Joshua is doing a school project on WW2 and he interviewed my Grandad about his experience. I found it fascinating and learnt some new things about him! I have posted the transcript below:

Joshua: How old were you when war was declared?

Grandad: Seven.

Joshua: Where were you when you heard that war had broken out?

Grandad: I was at home with my mum & dad and my two sisters. We had a wireless which ran on an accumulator and a large battery. We were told to be quiet while the Prime Minister broadcast we were at war with Germany.

Joshua: How did you feel when you heard about the war?

Grandad: I didn’t know what to expect. I think I knew mum & dad were worried. All the young men in the village were called up for the forces and all the teachers at school were women as the men had to go in the forces.

Joshua: What parts did your parents play in the war?

Grandad: My father was a coal miner in the Kent mine called “Chiselet”, sunk in the Isle of Thanet (Kent) where we lived. He also was a member of the Home Guard and did night watch guard on the cliffs of Kent. My mum was a house wife who looked after the family feeding and clothing us, she was excellent.

Joshua: How did your life change during the war?

Grandad: My life became very exciting. Air raid sirens sounded every day and at all times. German bombers flew over head on formations of 100 plus, anti aircraft guns blazed away. At night search lights went on to illuminate them. I watched Spitfires shooting some down and fighting with German fighters, planes crashing everywhere, parachutes coming down with English and German pilots attached.

Joshua: What was it like at school before the war?

Grandad: It was very enjoyable and quiet and a pleasure to go to school. I was in the second form after starting school and I was 4 ½. I had good friends and we played marbles and conkers and chased the girls.

Joshua: How did school life change because of the war?

Grandad: School life became a constant upheaval. We had an air raid shelter built in a square under our normal play ground, everyday the sirens sounded and we all filed down steps (about 15-20 steps) and kept in class order sitting on benches and had our lessons down there.

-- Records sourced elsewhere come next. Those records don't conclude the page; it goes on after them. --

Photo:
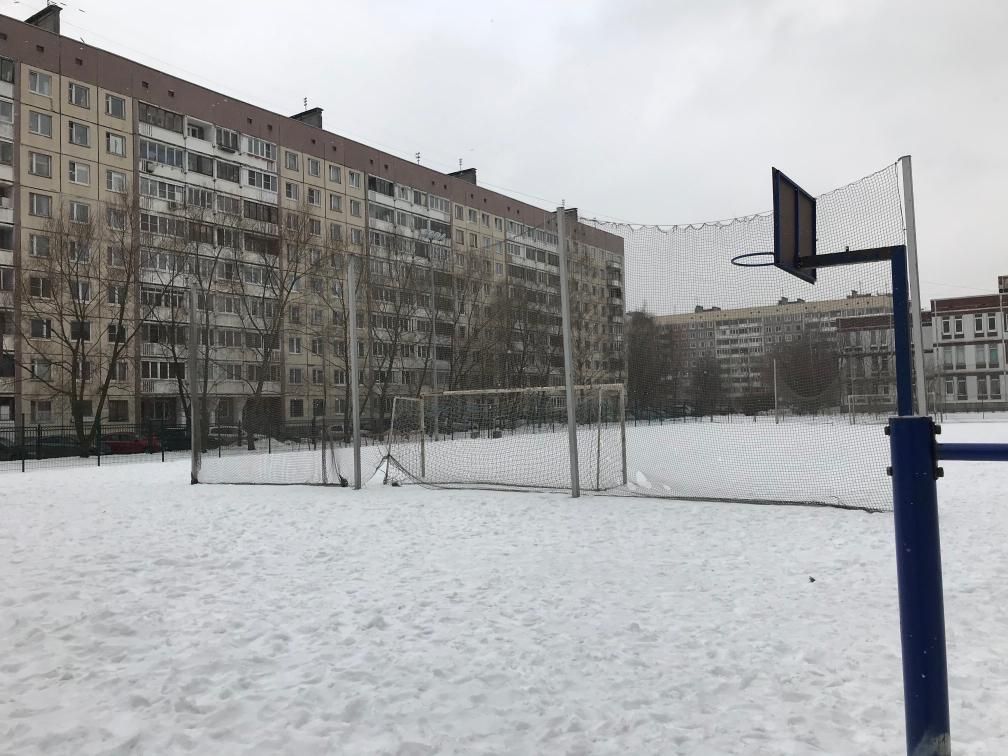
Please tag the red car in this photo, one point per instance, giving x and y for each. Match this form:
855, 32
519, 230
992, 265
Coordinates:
128, 443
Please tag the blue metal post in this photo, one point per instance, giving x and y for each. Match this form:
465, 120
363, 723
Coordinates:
918, 570
918, 548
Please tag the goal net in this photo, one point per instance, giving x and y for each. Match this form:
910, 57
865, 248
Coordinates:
310, 453
508, 438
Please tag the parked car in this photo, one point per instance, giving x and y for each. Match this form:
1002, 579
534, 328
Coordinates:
10, 451
223, 434
50, 447
129, 443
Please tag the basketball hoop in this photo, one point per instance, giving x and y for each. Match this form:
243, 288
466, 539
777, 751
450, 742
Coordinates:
748, 259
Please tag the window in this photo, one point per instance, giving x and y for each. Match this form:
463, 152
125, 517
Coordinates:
229, 171
40, 123
40, 329
115, 180
79, 95
40, 205
38, 245
80, 331
79, 134
262, 180
80, 290
39, 83
200, 163
260, 148
115, 106
115, 143
79, 251
119, 408
80, 212
80, 172
116, 217
40, 371
165, 119
40, 164
228, 204
40, 287
162, 153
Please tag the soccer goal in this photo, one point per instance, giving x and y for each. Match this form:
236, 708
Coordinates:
272, 453
515, 437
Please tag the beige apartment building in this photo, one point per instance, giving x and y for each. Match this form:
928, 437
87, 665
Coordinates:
124, 191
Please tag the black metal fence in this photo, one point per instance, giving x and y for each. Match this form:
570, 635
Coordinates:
27, 447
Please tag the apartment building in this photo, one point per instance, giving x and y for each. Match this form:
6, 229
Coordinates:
726, 357
124, 191
971, 337
867, 353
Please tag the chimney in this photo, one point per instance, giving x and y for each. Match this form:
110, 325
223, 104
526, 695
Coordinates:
311, 116
467, 174
47, 18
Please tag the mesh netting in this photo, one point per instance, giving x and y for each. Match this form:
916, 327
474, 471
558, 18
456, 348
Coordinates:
512, 438
744, 383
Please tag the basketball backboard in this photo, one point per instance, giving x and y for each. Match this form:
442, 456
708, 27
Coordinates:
793, 228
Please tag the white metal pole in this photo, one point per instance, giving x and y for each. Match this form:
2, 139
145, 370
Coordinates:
355, 389
916, 326
196, 432
568, 352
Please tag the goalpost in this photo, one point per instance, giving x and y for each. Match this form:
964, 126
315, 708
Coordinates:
513, 437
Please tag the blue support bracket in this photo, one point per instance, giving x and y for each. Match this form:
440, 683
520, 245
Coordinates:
974, 452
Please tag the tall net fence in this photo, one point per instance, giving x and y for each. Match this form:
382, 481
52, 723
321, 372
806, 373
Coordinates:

There were toilets down there at each end but they were horrible. Sometimes we went home late because they had to wait until the ALL CLEAR siren was sounded.

Joshua: How did your family cope on the rations?

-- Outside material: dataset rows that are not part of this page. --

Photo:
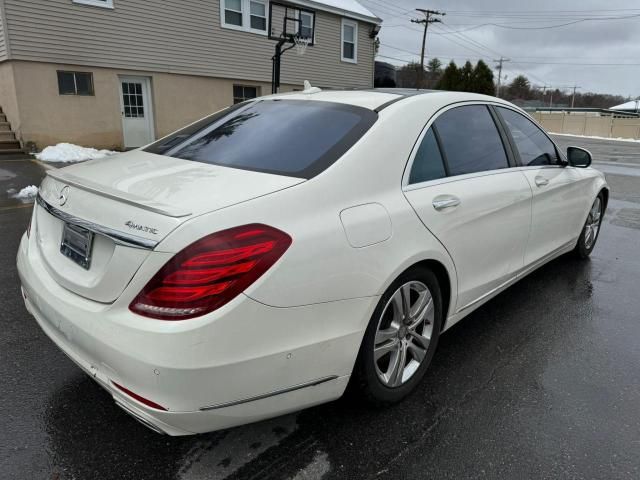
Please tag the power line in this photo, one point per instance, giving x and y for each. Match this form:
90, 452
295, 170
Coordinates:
500, 62
429, 18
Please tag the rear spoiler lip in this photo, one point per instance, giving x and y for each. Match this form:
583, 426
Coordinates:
118, 195
120, 238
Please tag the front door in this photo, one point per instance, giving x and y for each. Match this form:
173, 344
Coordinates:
137, 115
462, 187
559, 192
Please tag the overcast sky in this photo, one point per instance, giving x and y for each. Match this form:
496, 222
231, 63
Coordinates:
596, 34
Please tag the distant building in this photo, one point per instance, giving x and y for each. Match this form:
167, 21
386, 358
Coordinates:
122, 73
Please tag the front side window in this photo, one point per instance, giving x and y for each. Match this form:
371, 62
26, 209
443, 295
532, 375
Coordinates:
532, 144
428, 163
349, 41
75, 83
249, 15
242, 93
298, 138
470, 140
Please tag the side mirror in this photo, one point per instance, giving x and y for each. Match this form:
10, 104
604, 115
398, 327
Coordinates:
579, 157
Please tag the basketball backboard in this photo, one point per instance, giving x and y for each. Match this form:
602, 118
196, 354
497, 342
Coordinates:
288, 22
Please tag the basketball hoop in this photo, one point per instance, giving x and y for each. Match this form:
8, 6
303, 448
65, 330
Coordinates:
291, 27
301, 44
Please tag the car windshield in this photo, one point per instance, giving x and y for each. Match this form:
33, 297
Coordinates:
298, 138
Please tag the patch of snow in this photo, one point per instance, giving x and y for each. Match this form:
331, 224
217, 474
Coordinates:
68, 152
616, 139
27, 192
348, 6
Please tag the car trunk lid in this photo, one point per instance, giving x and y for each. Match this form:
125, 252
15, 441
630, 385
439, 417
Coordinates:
129, 203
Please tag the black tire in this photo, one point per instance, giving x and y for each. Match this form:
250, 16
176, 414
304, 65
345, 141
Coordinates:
583, 248
365, 381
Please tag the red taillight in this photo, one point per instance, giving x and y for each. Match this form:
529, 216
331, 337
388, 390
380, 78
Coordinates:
143, 400
211, 272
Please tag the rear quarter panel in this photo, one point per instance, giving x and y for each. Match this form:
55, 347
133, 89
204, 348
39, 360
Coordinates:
321, 265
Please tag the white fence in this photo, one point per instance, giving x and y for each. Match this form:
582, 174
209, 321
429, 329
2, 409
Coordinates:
589, 125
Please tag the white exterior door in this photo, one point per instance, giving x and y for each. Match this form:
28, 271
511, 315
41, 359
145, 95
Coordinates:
559, 197
137, 114
462, 187
559, 193
485, 230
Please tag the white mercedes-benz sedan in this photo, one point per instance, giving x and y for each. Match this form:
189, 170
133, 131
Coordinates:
261, 260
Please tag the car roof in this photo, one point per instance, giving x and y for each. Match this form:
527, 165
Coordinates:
375, 98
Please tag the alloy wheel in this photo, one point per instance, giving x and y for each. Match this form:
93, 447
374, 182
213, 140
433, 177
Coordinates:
403, 334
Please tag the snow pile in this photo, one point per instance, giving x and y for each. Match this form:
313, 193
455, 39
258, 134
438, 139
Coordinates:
68, 152
27, 192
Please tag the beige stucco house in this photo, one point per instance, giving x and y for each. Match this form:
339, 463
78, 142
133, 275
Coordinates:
121, 73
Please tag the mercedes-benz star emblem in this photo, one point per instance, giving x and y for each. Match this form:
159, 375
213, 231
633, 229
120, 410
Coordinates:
64, 195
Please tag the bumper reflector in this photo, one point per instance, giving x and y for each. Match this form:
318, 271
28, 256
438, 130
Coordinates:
137, 397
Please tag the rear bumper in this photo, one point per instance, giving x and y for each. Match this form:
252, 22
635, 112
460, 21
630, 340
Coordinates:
243, 363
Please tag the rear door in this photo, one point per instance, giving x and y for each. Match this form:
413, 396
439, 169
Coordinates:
461, 184
558, 191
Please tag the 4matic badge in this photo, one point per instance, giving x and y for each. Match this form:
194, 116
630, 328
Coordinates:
141, 228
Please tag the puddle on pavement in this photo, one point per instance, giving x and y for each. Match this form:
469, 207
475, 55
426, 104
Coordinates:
627, 217
218, 459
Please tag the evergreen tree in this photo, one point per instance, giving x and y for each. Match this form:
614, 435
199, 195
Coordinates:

Grandad: Mum was an absolute heroine, she cooked wonderful dinners all the time for us kids, although she went without herself. We all had ration books and mum went to the butchers shop every other day to get what was available. We had a veggie garden and we kept four chickens for eggs and dad would come home with an occasional rabbit and mum would make pies and stews. We also received on a regular basis food parcels from Canada. Mum would buy dripping as well which we enjoyed on toast. We could always go scrumping.

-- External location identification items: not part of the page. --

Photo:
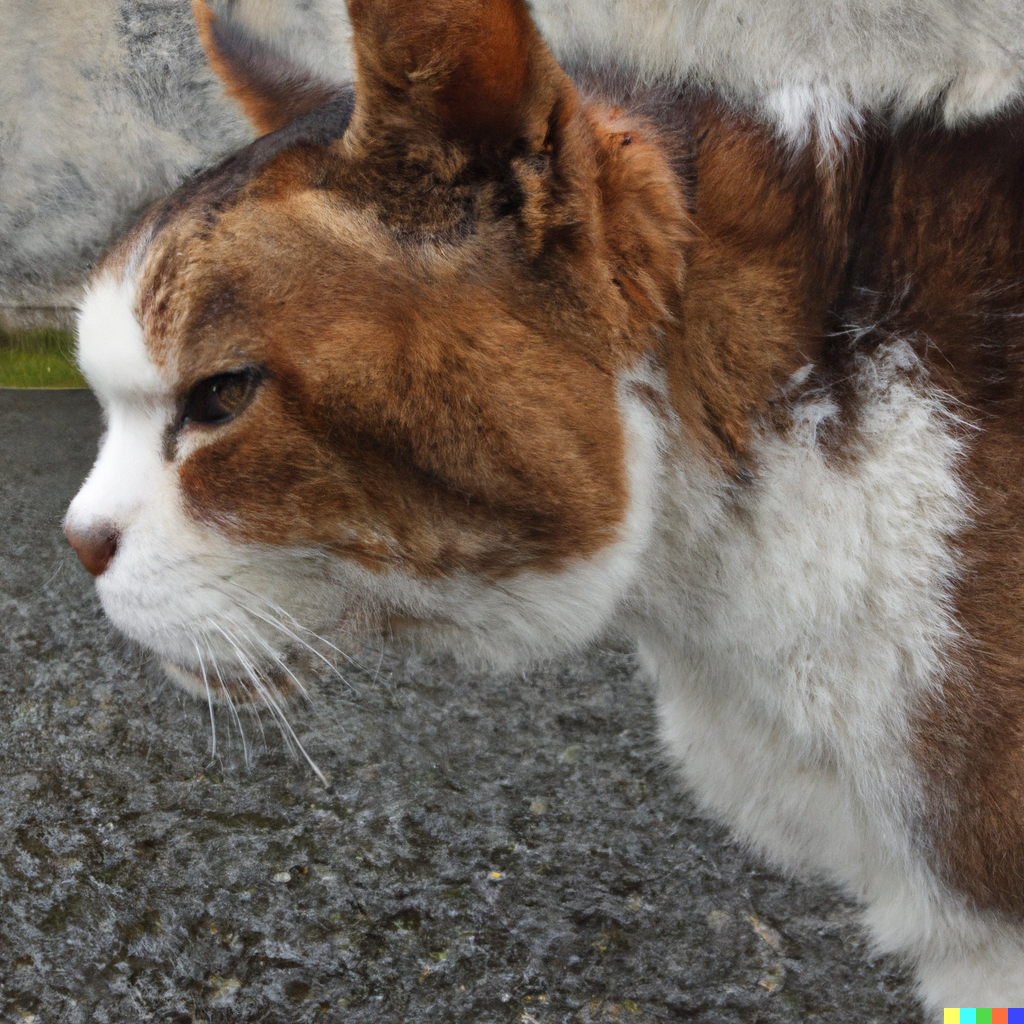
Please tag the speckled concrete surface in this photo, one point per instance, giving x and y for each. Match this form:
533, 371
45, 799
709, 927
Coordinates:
488, 850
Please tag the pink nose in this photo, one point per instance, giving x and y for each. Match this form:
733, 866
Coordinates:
95, 547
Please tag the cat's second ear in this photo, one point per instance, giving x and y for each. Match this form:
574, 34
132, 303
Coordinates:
474, 73
270, 89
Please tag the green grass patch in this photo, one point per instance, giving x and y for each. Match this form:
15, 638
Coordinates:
38, 357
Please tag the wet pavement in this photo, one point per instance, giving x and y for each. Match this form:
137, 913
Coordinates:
504, 849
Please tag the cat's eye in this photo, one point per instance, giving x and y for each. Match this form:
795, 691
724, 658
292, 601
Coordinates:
218, 399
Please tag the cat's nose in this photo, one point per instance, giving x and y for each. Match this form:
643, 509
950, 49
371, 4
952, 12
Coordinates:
95, 546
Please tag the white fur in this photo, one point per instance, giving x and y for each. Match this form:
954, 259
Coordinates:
197, 598
813, 67
791, 627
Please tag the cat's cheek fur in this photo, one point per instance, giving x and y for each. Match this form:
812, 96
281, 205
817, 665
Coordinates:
200, 599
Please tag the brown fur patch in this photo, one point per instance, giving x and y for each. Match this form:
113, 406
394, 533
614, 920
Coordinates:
270, 90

Joshua: Do you have any other memories of the war?

Grandad: My memories were exciting, watching planes shooting each other down. I never realised the hurt it was causing others. We would collect bullets and souvenirs from these planes before the authorities got to them and told us to clear off. I went to school in Canterbury after winning a scholarship and caught the bus every day. One day coming home a Messerschmidt machined gunned a bus and two girls were killed. I once was caught with ten others boys pinching ammunition from an army ammo dump. We all had to go to court and my dad was fined £1-10 shillings … he wasn’t happy! We had a German POW camp in the fields at the back of the village, they used to be taken to work on our farms. They were friendly towards us. D day was exciting for everybody and Victory was a blessing.
Our life at home was an upheaval every evening before sunset, we had to fit blackout frames to our windows so we didn’t show any light. We all slept in a “Morrison Shelter” which was a big solid metal caged table with a mattress and blankets. We ate off the table which was fitted in our kitchen. We lived with candle light and the toilet was out I the yard. We were a lucky family Joshua because we all survived. But my dad was worn out and died before he was 60.

3 comments:

dave bish said...

Fascinating and moving.

I reckon Joshua Green has a future in journalism - and blog interviews.

Sean Green said...

Hi did get some editorial help but he has really enjoyed the process ... I will put forward your sugestion but suspect it won't compete with his aspiration of being a professional snow broader!

dave bish said...

Go for the greater joy I say. Blogging is no match for snowboarding.